UK publishers have spoken of their concern for US colleagues as the east coast struggles with the aftermath of hurricane Sandy.
Helen Bray, director of communication and branding at Wiley, said US colleagues at the offices at Hoboken, New Jersey (pictured) were having a "tough time".
"We're all feeling enormous sympathy for them," she said. "The impact and aftermath [of hurricane Sandy] are shocking, with damage greater than previously estimated.
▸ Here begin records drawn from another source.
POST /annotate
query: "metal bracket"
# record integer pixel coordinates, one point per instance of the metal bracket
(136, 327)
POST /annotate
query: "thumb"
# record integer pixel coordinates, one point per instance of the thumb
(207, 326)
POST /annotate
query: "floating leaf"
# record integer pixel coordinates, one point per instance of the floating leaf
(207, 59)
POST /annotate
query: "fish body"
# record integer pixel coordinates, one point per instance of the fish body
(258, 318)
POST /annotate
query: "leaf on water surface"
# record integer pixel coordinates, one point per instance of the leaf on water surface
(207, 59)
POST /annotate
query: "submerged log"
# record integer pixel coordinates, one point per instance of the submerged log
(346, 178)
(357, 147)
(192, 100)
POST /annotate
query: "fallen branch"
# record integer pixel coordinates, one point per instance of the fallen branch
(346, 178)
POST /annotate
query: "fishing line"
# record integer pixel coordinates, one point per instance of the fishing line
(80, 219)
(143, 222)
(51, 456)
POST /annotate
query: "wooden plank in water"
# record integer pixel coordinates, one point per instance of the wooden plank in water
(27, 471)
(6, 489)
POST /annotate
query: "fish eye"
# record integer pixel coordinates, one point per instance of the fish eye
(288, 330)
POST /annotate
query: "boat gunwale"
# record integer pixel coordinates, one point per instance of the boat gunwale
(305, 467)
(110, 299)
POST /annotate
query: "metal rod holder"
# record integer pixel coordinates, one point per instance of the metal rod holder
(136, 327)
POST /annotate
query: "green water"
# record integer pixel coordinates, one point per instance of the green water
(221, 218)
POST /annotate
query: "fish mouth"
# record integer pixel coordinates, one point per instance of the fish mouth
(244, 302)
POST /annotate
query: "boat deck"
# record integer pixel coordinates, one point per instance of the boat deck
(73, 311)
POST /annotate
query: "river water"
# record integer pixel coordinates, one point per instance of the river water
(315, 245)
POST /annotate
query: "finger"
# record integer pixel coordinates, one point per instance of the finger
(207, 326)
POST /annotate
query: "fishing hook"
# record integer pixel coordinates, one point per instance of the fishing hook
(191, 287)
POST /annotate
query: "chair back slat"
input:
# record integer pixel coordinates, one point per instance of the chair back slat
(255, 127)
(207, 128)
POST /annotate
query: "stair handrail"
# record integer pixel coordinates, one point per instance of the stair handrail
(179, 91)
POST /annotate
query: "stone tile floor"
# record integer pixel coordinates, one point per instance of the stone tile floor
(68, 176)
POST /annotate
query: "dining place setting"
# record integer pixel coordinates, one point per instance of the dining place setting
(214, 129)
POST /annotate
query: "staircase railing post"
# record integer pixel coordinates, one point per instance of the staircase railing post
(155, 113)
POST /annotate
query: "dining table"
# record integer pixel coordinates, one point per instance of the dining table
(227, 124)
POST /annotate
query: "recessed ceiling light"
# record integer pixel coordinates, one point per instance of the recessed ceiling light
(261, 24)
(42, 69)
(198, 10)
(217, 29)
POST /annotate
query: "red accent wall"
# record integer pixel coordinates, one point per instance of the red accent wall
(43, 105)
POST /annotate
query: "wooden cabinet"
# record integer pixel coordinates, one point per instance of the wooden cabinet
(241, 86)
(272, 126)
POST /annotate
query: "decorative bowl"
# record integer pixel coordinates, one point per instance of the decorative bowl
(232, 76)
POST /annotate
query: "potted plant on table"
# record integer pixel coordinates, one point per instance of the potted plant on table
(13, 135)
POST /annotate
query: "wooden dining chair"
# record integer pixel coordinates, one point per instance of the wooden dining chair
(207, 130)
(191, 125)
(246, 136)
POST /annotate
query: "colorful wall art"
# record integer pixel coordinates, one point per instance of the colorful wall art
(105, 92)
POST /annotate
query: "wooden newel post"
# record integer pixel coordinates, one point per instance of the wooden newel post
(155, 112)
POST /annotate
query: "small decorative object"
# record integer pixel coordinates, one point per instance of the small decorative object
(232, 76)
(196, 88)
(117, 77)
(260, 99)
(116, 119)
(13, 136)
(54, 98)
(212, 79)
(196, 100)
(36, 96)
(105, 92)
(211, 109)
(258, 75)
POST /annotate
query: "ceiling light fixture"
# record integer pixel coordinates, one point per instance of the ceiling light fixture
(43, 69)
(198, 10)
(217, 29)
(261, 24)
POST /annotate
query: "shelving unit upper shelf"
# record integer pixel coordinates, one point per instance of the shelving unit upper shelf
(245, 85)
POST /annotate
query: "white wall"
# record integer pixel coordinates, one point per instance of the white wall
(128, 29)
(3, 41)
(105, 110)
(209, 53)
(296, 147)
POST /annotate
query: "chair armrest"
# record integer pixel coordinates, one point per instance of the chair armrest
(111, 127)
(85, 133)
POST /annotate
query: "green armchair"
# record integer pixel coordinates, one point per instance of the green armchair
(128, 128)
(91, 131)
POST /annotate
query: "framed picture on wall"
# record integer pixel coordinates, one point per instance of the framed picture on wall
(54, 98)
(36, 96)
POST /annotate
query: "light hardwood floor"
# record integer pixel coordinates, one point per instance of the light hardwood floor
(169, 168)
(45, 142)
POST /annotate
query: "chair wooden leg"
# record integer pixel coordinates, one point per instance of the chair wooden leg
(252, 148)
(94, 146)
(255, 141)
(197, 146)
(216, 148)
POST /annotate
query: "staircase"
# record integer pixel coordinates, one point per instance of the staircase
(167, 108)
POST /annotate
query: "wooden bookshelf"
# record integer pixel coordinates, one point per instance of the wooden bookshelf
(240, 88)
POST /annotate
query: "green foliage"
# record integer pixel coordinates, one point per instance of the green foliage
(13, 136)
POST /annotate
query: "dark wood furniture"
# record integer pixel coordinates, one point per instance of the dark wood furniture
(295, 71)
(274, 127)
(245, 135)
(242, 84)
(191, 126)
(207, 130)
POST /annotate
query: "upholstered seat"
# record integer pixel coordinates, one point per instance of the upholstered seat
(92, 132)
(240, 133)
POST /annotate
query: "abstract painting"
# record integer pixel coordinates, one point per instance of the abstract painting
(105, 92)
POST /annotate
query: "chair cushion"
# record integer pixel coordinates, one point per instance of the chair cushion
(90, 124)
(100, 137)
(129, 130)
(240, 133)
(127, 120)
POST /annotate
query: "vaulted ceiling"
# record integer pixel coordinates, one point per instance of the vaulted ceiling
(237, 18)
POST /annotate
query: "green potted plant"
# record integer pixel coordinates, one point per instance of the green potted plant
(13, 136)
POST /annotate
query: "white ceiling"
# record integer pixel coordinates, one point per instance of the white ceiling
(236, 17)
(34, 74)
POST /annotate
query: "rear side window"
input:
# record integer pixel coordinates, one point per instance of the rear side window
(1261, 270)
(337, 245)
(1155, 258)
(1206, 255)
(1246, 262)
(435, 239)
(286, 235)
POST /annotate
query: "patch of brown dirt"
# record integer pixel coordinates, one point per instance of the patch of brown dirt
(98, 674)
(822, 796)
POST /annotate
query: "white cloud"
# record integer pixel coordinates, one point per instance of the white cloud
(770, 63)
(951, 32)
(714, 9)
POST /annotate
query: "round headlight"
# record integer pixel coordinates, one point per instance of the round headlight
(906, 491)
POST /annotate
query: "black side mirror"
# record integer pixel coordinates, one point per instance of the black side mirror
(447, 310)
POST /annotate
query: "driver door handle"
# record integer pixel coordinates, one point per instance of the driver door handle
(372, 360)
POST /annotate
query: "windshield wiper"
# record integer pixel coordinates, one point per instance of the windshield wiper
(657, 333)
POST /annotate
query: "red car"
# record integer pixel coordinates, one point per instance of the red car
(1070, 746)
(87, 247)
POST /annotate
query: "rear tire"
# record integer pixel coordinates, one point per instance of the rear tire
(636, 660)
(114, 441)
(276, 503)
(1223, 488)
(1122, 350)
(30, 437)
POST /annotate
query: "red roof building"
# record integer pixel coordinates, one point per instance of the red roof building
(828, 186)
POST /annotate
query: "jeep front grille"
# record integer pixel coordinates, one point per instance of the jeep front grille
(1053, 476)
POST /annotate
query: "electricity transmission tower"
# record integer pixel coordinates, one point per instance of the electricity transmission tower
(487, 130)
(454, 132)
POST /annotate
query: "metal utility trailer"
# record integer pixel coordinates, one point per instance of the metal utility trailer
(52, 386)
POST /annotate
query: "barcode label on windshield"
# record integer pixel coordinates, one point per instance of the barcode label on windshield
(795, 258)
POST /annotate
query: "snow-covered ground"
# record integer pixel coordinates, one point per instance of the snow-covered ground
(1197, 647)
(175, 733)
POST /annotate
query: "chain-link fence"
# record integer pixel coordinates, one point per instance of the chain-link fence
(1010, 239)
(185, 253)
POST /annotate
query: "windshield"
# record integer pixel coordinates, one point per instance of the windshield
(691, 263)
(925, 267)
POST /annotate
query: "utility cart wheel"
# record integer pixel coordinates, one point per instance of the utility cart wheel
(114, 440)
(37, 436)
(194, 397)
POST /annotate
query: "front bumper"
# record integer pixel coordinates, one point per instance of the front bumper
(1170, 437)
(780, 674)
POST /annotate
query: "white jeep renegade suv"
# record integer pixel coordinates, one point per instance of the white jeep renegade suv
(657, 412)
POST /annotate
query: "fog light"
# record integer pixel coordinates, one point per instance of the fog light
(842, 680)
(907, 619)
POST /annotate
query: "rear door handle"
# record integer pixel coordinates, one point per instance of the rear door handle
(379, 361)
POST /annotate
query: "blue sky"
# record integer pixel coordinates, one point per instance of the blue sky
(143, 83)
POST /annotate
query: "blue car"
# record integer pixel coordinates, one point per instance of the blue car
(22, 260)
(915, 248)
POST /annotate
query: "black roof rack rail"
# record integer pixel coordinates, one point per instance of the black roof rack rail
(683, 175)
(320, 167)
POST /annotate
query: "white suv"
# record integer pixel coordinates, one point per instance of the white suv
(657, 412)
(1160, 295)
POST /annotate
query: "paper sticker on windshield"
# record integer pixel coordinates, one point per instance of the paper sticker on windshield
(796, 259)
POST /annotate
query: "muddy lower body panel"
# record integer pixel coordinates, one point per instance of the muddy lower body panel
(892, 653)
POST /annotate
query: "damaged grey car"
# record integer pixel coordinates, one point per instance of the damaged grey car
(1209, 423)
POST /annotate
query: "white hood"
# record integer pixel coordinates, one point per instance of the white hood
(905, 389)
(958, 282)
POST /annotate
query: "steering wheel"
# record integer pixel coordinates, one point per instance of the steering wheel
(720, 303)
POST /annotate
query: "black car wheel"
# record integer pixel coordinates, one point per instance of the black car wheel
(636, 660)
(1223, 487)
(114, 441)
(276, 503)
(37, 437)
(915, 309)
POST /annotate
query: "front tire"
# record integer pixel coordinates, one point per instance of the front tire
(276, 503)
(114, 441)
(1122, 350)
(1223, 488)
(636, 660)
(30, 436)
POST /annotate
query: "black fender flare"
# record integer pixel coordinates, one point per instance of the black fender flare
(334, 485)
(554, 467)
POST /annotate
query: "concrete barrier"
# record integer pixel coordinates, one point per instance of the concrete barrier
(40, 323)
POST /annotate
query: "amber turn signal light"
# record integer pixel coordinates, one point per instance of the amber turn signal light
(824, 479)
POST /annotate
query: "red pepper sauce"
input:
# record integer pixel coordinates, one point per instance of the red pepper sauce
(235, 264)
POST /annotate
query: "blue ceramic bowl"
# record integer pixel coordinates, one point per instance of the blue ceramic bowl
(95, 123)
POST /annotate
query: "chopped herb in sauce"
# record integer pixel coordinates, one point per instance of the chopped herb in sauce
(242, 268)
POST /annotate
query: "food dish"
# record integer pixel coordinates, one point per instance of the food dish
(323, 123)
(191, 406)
Many colleagues – in Hoboken and elsewhere – have been seriously affected with homes flooded, storm damage and many people without power." Bray said a full picture of the effects of the storms on colleagues was yet to emerge. "The power outages make communication difficult and clearly those most affected are busy dealing with the practicalities, with flood waters still across much of Hoboken," she said.
Alyx Price, consumer, marketing and communications director at Scholastic Childrens Books, said the company's Broadway office was one of those closed due to flooding. "There is no electricity because of the floods," she said. "But they have been extremely well organised and set it up for people to access email from home, so we are receiving emails and it's business as usual. We're worried and concerned, though pleased to know that everyone is well. There's a lot of sympathy going back and forth but we're trying not to bombard them with emails."
Overlook Press is also understood to be suffering a blackout, with m.d. Peter Mayer's own house without power as well. Publishers Weekly also reports that the New York offices of Harlequin and Houghton Mifflin Harcourt have been affected by blackouts.
However Simon and Schuster's New York offices have remained open, with systems now back on line. Spokesperson Adam Rothbert said it was hoped that its distribution centre would be "fully operational by the end of the day."